ChIP-Seq experiments were performed essentially as described previously (Wei et al., 2009). In brief, T cells were treated with Micrococcal nuclease (MNase) to generate mononucleosomes. Chromatin from naïve and in vitro differentiated Th cells (1×10⁷ cells) was immunoprecipitated with antibodies against histone H3K4me3 (Abcam ab8580, Milipore 04-745) or H3K27me3 (Upstate 07-449, Milipore CS200603). For sorted Tfh cells, cells were immediately treated with MNase and native fragmented chromatin was stored at −80C. Chromatin preparation from sorted samples (CXCR5⁺PD-1⁺ sorted Tfh-like, a total of 3×10⁶ cells (H3K4me3) and 7×10⁶ cells (H3K27me3); CXCR5^hiPD-1^hi ex vivo Tfh, 3×10⁶ cells (H3K4me3), and 5×10⁶ cells (H3K27me3)) were pooled together and simultaneously processed as described above. Immunoprecipitated DNA fragments were blunt-ended, ligated to the Illumina adaptors, and sequenced with the Illumina GAII sequencer.

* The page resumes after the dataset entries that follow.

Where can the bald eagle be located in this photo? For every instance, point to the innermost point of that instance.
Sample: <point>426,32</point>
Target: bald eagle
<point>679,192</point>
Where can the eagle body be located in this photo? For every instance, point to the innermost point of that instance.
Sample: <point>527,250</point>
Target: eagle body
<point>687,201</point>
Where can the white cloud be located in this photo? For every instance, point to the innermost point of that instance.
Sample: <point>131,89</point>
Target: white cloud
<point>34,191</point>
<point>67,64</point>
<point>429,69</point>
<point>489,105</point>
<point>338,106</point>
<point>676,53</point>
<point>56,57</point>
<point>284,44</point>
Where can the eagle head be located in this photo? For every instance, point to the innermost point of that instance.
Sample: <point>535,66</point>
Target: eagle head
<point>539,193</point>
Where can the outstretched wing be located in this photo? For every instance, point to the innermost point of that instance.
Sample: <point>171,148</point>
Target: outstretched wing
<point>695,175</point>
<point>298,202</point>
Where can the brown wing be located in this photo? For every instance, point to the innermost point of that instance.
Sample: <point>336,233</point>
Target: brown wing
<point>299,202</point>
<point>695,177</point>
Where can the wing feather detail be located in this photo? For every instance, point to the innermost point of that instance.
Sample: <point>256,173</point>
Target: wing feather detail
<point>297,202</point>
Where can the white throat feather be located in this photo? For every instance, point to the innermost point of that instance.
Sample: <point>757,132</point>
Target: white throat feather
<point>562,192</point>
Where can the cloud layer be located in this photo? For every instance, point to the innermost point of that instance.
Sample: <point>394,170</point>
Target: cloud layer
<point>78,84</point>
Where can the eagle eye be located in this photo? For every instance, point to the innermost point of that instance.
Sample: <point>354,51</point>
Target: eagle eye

Illumina provided pipeline analysis was performed to obtain sequence reads of 25 bp and uniquely matching reads were mapped to the mouse genome (mm9) using the SICER peak calling program as described (Wei et al., 2009). Only uniquely matching reads were retained. Data from (Wei et al., 2009) were also reanalyzed using the mm9 version of the mouse genome for comparison and the output data was converted to browser-extensible data (BED) files in a window size of 200 bp as described previously (Wei et al., 2009), with or without (for H3K27me3) peak calling. Results were uploaded for viewing and comparative analyses in the UCSC genome browser.